Entropy similarity compares the spectral entropy profiles of a query spectrum against a reference spectrum using the formula and implementation provided by the ms_entropy package. Call the entropy_similairty function (note: function name has a typo in the source) with the query spectrum array (m/z and intensity columns), the reference spectrum array, and the precursor m/z value. The function computes normalized entropy for both spectra and returns a similarity score. To validate denoising, compute entropy_similarity for both the raw noisy spectrum against a reference and the denoised spectrum against the same reference; improvement in the latter score indicates successful noise removal while preserving chemically valid peaks.

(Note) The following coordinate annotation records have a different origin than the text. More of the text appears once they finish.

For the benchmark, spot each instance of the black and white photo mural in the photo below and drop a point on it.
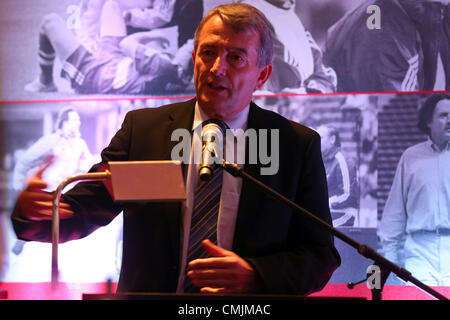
(371, 77)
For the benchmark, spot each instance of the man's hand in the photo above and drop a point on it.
(35, 204)
(225, 272)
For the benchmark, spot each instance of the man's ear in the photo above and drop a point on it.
(264, 75)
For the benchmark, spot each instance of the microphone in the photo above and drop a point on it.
(212, 147)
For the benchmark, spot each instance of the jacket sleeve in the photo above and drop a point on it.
(309, 258)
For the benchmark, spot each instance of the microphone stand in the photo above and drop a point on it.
(362, 249)
(55, 217)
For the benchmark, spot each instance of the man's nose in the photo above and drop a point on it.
(219, 67)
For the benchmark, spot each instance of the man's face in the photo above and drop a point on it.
(225, 69)
(325, 138)
(440, 123)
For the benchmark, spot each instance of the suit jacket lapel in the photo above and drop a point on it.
(249, 206)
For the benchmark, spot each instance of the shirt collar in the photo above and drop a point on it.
(239, 121)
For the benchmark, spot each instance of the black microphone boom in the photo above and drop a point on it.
(212, 146)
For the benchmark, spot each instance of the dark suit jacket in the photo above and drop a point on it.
(289, 254)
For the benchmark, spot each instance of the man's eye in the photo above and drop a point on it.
(207, 52)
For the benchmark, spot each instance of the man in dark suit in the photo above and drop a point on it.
(262, 246)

Typical application in library search loops through all candidate reference spectra and ranks by entropy similarity score.

## Related tools

- **ms_entropy** (Provides entropy_similairty function to compute normalized spectral similarity using entropy-based distance metrics) — https://pypi.org/project/ms-entropy/
- **spectral_denoising** (Python package that wraps entropy_similairty and uses it to validate denoising results and rank denoising_search candidates) — https://github.com/FanzhouKong/spectral_denoising
- **numpy** (Data structure and array operations for storing and manipulating spectrum arrays)

## Examples

```
entropy_similarity_score = entropy_similairty(peak_denoised, peak, pmz=pmz); print(f'denoised entropy similarity: {entropy_similarity_score:.2f}')
```

## Evaluation signals

- Entropy similarity score for denoised spectrum vs. reference should be ≥ score for noisy spectrum vs. reference (denoising validation).
- Entropy similarity scores should be in a bounded, normalized range (e.g., 0.0 to 1.0 or similar), consistent across library searches.
- Top-ranked candidate from denoising_search should have entropy similarity of denoised query spectrum that correlates with manual MS/MS interpretation (e.g., correct molecular structure identified).
- Entropy similarity metric should be symmetric or quasi-symmetric: score(query, ref) should be reasonably close to score(ref, query) after normalization.
- Repeated calls with identical input spectra and precursor m/z should yield identical scores (deterministic and reproducible).

## Limitations

- Entropy similarity is sensitive to precursor m/z accuracy; miscalibration or incorrect mass assignment can artificially inflate or deflate scores.
- The metric may not distinguish between spectra with similar overall entropy but very different fragmentation patterns (e.g., isomers with similar mass and intensity distributions).
- Low-intensity or noise-dominated spectra may yield uninformative entropy values; pre-filtering or normalization may be needed for robust comparisons.
- The function name in the codebase contains a typo (entropy_similairty instead of entropy_similarity), which may cause confusion or errors if not corrected.

## Evidence

- [other] Compute entropy_similarity between the input noisy spectrum and reference/ground-truth spectrum, and between the denoised spectrum and reference spectrum, and report both scores for comparison.: "Compute entropy_similarity between the input noisy spectrum and reference/ground-truth spectrum, and between the denoised spectrum and reference spectrum, and report both scores for comparison."
- [readme] The entropy similarity of contaminated spectrum and the raw spectrum is {entropy_similairty(peak_with_noise,peak, pmz = pmz):.2f}: "the entropy similarity of contaminated spectrum and the raw spectrum is {entropy_similairty(peak_with_noise,peak, pmz = pmz):.2f}"
- [readme] result will return all precursor candidates of the query spectrum, each with entropy similarities of both raw and denoised spectra: "result will return all precursor candidates of the query spectrum, each with entropy similarities of both raw and denoised spectra"
- [other] Validate the denoised spectrum by calculating entropy similarity against a reference spectrum using entropy_similairty, confirming the similarity improvement.: "Validate the denoised spectrum by calculating entropy similarity against a reference spectrum using entropy_similairty, confirming the similarity improvement."